Четвертая, особая группа — предприниматели, выстроившие системы параллельного импорта и обходные логистические маршруты, позволившие поддерживать работу производства под санкциями. Их деятельность напоминает опыт 1990‑х, когда с одной стороны возник массовый челночный бизнес, а с другой — целая индустрия бартерных схем и взаимозачетов. Это было очень прибыльно, но находилось в серой зоне и сопровождалось высокими рисками. В более предсказуемой и законной среде подобные навыки могут работать уже на цели развития, как это произошло с легализацией малого и среднего бизнеса в начале–середине 2000‑х годов.

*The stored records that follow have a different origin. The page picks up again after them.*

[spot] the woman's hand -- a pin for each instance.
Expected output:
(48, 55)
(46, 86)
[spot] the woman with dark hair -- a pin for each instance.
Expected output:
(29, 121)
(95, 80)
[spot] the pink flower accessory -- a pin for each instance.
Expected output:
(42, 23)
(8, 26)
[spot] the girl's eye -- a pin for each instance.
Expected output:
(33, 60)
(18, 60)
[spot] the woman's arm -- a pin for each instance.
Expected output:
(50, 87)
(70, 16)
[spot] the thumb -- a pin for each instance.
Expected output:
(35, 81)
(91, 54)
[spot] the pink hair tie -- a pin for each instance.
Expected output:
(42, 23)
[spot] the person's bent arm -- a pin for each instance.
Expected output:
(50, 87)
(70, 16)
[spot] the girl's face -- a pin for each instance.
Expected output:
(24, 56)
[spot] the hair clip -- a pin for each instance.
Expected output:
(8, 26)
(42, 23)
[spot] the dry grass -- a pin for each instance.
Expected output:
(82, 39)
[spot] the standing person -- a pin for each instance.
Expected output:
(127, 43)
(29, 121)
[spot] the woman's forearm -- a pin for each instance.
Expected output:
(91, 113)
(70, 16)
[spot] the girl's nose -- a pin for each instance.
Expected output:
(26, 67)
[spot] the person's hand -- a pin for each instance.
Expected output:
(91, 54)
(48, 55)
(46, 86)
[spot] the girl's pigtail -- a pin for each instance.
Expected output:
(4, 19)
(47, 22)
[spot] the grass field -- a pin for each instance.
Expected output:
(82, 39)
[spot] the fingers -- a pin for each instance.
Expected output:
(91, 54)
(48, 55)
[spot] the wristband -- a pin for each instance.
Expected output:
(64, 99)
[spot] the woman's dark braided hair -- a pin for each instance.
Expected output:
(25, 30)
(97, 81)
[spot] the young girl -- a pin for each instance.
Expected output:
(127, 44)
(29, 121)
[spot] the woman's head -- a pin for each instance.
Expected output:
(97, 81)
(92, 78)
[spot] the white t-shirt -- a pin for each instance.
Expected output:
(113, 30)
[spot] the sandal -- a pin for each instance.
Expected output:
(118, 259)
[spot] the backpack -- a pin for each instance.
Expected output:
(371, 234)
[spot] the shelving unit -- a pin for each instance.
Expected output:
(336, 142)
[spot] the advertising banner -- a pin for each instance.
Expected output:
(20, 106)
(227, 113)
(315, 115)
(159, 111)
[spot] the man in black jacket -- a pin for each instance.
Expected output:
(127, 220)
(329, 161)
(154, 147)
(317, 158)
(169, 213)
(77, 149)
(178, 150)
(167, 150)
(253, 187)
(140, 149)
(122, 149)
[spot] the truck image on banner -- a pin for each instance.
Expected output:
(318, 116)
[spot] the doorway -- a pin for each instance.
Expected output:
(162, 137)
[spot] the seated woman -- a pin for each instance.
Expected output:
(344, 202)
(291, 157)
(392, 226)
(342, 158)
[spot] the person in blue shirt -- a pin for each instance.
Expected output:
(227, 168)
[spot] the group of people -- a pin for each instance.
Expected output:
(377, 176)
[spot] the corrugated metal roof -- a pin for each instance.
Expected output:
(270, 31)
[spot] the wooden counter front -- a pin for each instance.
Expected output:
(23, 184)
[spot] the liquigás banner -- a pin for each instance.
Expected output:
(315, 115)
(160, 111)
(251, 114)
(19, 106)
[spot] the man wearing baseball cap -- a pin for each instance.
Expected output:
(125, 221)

Точных инструментов для оценки численности третьей и четвертой групп нет, но можно предположить, что вместе с членами семей они охватывают не менее 30–35 млн человек.
Отсюда вытекает главный политэкономический риск переходного периода. Если большинство людей переживет его как время падения доходов, роста цен и нарастающего хаоса, демократизация будет восприниматься не как шанс на обновление, а как режим, принесший свободам меньшинства — и инфляцию с неопределенностью для большинства. Именно так многие вспоминают 1990‑е, и именно эта память подпитывает ностальгию по «порядку», ставшему опорой нынешней модели управления.
Это не означает, что ради лояльности этих групп нужно блокировать реформы. Это значит, что экономическая политика должна проектироваться с учетом того, как решения ощущаются конкретными людьми. У разных групп «бенефициаров» — разные страхи и разные потребности, и к ним потребуется дифференцированный подход.
***
Диагноз поставлен. Наследие войны тяжело, но не безнадежно. Потенциал для восстановления есть, однако сам собой он не реализуется. «Середняки» будут оценивать переход не по динамике ВВП, а по состоянию собственного кошелька и ощущениям порядка. Из этого вытекает практический вывод: экономическая политика переходного периода не может быть ни обещанием мгновенного процветания, ни политикой мщения, ни попыткой простого возврата к «норме» начала 2000‑х, которой больше не существует.
Какими инструментами и в какой последовательности должна быть выстроена экономическая политика транзита, — тема для отдельного разговора.